BSO decreases hepatic lipid droplet frequency. Hematoxylin and eosin-stained liver sections show a lower frequency of lipid droplets in mice on BSO than in CD but higher than those on the SAAR diet (A). A bar graph of lipid droplet quantification is shown in (B). Gene expression data show that both the SAAR diet and BSO decrease the expression of Cidea (C) and Cidec (D), proteins involved in lipid droplet synthesis. Unlike the SAAR diet, BSO did not decrease the adipocyte area in epididymal adipose tissue (E, F). NAC reversed all the SAAR-induced changes (A–F).
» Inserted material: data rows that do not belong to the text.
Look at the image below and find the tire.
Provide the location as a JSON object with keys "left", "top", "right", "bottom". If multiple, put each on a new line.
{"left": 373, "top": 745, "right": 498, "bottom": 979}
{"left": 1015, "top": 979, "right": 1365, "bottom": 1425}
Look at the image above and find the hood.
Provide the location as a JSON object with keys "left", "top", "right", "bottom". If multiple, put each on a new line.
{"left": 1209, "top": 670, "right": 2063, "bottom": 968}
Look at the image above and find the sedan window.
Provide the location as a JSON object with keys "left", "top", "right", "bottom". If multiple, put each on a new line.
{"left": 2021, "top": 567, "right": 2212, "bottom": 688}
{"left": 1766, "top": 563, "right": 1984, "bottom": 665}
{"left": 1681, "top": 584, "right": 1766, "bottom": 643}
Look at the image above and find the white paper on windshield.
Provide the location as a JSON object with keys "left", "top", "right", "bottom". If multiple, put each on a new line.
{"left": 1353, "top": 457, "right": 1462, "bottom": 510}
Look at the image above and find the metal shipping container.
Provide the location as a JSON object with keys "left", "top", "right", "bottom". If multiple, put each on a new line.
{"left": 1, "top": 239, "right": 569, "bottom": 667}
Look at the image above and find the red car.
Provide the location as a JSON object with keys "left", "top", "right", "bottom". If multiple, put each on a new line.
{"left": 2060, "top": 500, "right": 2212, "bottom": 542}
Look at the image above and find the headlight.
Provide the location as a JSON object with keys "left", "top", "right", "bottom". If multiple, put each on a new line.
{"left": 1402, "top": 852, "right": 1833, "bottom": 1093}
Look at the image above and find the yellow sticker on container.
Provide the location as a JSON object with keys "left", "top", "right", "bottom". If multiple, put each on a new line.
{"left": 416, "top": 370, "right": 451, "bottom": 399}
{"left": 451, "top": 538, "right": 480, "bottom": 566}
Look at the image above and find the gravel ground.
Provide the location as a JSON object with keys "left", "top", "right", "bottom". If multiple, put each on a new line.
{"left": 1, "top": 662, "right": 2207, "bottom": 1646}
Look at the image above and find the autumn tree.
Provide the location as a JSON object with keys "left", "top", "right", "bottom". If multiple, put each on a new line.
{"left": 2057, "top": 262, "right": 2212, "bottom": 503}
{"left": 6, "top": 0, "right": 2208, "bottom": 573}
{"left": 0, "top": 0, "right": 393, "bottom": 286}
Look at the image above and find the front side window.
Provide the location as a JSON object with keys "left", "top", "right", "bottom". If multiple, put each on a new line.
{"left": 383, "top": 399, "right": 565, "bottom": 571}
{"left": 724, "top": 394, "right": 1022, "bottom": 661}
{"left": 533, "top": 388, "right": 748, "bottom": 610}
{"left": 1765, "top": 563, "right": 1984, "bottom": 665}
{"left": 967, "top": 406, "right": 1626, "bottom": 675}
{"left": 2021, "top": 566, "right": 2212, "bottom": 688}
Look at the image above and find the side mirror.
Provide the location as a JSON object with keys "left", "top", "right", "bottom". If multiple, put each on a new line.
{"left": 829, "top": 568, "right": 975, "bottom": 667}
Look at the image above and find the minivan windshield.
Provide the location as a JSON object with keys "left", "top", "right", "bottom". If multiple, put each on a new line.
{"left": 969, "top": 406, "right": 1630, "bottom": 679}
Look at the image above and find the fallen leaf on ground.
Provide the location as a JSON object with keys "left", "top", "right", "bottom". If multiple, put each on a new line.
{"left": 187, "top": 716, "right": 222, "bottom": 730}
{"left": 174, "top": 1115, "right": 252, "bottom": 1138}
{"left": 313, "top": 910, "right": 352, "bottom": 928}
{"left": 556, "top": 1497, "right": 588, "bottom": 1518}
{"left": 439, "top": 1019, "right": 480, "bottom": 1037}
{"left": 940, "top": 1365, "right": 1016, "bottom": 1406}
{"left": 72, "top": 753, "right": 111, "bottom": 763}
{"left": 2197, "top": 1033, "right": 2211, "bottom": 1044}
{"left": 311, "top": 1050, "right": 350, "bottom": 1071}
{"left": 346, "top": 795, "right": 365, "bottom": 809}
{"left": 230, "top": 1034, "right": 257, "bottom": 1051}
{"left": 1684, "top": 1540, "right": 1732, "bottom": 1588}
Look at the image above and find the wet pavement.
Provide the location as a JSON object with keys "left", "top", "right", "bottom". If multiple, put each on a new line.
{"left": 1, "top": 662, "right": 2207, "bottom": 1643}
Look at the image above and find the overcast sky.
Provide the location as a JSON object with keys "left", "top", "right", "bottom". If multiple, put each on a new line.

Note: Statistical methods are similar to those in Figure 2. The sample size was 6-7/group.

Figure 5

BSO prevents fat mass gain without affecting lean mass. The SAAR diet and BSO lowered epididymal fat mass (A). However, the SAAR diet exerted a strong effect on total body fat mass compared to the baseline values at week 0 (B); with a concomitant decrease in lean mass (C). Although it did not exert as strong an effect as the SAAR diet on total fat mass (B), BSO did not lower lean mass (C). On the other hand, NAC mice had values similar to those of CD mice (A–C). Note: Statistics and sample size are as mentioned in Figure 1.

Figure 6

BSO decreases the mRNA expression of lipogenic but not lipolytic genes. Similar to the SAAR diet, BSO decreased the mRNA expression of lipogenic genes, including Scd1 (A), Gpam (B), Mogat1 (C), and Mogat2 (D). The SAAR diet, but not BSO, increased the mRNA expression of lipolytic genes like Atgl (E), Ppargc1a (F), Arl8b (G), and Hadhb (H). NAC reversed the effects of the SAAR diet on all these genes. Note: Statistical methods are similar to those in Figure 2. Sample size is as mentioned in Figure 1.

Figure 7

BSO and the SAAR diet induce similar metabolomic profiles in the kidneys. Metabolomics analyses revealed that the SAAR diet induces unique changes in the liver, which were reversed by NAC supplementation (overlap of NAC and CD clusters). (A) Although the BSO-induced changes appear as a cluster separated from CD, the statistical significance was on the borderline. However, BSO-induced changes in the kidney overlapped the SAAR-induced changes, while clusters from the NAC and CD groups overlap, indicating the reversal of SAAR diet-induced changes (B). Heat maps of the metabolites with the most significant changes in the liver and kidney are shown in (C, D).